Mrs. Winter sniffed.
“If you had to eat theb thigs for a week, Biss Judy, you’d be botherig roud the kitched for good boiled buttod and sdeak-ad-odiods,” she said severely—at which afflicted utterance the pair yelled with joy, and spent much time in devising questions that could only be answered in words containing letters impossible at the moment to the poor woman. By four o’clock we had made all the preparations that could be finished that day, and had got the dinner well under way as well. Mrs. Winter sighed with relief as I washed the kitchen table.
“I thought this bordig I’d be id by bed before dight,” she said. “But I’ve laughed at you three so buch by cold’s dearly god, I believe! Off you go, Biss Earle—you bust be tired.”
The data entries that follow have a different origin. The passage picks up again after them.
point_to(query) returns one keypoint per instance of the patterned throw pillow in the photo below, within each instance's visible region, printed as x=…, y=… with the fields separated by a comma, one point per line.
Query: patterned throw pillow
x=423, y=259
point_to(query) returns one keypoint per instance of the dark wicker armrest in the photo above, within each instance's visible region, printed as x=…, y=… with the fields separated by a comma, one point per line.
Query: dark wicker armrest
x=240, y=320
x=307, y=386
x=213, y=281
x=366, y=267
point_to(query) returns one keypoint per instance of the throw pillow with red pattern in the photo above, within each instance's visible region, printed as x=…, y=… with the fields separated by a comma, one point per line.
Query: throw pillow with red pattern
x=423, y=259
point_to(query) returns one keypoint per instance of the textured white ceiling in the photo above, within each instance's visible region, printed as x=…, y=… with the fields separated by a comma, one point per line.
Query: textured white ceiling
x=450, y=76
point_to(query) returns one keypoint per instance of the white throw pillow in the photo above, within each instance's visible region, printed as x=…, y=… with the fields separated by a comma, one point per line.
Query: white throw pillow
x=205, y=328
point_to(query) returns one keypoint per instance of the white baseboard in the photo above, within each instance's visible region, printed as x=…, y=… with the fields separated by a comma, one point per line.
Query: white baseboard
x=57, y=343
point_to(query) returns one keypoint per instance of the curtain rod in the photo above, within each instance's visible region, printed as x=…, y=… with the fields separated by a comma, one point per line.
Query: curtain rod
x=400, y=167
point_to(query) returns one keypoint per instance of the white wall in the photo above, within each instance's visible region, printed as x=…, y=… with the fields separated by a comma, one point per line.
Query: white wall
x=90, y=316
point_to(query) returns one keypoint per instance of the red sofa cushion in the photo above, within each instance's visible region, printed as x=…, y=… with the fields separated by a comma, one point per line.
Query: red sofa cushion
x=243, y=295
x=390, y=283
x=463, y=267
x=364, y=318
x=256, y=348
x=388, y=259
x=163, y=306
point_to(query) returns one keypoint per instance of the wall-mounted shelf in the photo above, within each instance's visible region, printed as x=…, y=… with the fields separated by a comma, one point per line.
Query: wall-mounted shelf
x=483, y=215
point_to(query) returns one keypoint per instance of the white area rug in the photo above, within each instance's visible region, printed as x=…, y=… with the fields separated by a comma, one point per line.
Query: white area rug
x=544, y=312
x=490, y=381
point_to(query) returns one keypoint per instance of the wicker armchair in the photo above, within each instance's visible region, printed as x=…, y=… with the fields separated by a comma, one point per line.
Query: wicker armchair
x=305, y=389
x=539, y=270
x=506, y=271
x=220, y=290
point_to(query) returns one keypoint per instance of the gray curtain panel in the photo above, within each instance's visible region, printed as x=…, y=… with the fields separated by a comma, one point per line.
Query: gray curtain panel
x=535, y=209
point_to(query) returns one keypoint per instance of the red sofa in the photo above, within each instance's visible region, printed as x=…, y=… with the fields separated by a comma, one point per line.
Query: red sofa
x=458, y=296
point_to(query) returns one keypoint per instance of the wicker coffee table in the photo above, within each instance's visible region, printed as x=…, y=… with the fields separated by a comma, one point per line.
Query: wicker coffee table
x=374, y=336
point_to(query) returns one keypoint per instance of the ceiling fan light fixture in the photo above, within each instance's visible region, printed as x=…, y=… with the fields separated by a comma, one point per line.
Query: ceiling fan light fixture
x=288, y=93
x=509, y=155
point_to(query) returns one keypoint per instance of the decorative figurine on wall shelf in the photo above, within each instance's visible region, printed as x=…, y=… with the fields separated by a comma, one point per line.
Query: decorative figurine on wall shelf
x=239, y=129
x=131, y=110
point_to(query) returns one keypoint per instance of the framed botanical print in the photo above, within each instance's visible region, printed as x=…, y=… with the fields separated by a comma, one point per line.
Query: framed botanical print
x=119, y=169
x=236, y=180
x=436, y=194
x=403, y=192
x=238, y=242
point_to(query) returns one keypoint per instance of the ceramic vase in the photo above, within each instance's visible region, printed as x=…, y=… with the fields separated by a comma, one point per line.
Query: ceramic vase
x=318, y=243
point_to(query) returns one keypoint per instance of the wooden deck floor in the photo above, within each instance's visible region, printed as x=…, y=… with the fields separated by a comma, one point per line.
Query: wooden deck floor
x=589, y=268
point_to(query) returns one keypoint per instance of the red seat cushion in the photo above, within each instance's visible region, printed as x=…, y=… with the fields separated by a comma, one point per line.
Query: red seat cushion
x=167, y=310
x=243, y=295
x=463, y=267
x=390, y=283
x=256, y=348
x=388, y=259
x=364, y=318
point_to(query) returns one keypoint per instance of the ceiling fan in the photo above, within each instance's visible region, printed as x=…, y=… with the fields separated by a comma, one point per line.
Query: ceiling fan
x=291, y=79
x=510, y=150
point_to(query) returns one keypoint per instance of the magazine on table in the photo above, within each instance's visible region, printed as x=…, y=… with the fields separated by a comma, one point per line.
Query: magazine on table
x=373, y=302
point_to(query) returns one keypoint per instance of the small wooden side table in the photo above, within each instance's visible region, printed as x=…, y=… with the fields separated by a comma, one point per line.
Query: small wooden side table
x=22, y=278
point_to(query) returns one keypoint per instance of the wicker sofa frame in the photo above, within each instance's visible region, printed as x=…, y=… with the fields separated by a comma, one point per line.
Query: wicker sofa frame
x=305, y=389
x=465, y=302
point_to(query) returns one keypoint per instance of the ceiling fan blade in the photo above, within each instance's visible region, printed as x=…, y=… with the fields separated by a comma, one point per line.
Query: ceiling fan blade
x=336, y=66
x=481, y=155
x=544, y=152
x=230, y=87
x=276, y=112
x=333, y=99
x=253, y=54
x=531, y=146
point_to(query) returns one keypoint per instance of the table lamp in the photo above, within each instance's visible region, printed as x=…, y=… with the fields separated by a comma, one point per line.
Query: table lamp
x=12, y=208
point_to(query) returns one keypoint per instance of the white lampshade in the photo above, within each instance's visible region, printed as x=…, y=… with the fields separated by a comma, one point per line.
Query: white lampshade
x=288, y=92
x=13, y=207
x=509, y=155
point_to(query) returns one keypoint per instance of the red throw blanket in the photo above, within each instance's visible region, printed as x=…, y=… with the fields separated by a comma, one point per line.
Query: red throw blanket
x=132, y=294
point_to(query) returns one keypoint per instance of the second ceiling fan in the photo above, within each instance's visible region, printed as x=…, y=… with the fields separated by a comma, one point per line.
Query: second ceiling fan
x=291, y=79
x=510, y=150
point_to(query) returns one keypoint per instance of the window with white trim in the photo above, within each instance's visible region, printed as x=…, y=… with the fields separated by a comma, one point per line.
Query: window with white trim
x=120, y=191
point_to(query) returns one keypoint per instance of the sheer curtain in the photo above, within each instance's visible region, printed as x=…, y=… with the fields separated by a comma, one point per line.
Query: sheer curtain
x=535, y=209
“No, I’m not,” I said. “I have a dress to iron yet: I’ll come back and help you when I’ve done it. You’re not to get yourself all hot over dishing-up.”
“ ’Deed, an’ you’ve been enough in the kitchen for wan day,” said a new voice; and Julia came in, with my rough-dry frock over her arm. “Let you run off to your tay: I’m afther bringin’ this in from the line, and I’ll have it ironed in two twos an’ be ready to do the dishin’-up meself. Take her away, now, Miss Judy an’ Master Jack. An’ for pity’s sake wash the two faces of ye before your Mother sees you, for there’s samples on them of every blessed thing that’s been cooked to-day!” Whereat Judy and Jack gripped each an arm and raced me off to my room.
I saw that they were respectable, made a hasty toilet myself, and we went out to the lawn, where afternoon tea was in full swing. A stranger was there, sitting in a basket-chair by Mrs. McNab: a spare, elderly man with keen blue eyes, at sight of whom my charges uttered a delighted yelp.
“Hallo, Dr. Firth! We’ve been cooking!”
“Then I won’t stay to dinner, thank you,” replied the stranger promptly. “Not that I believe you have; you’re far too clean!”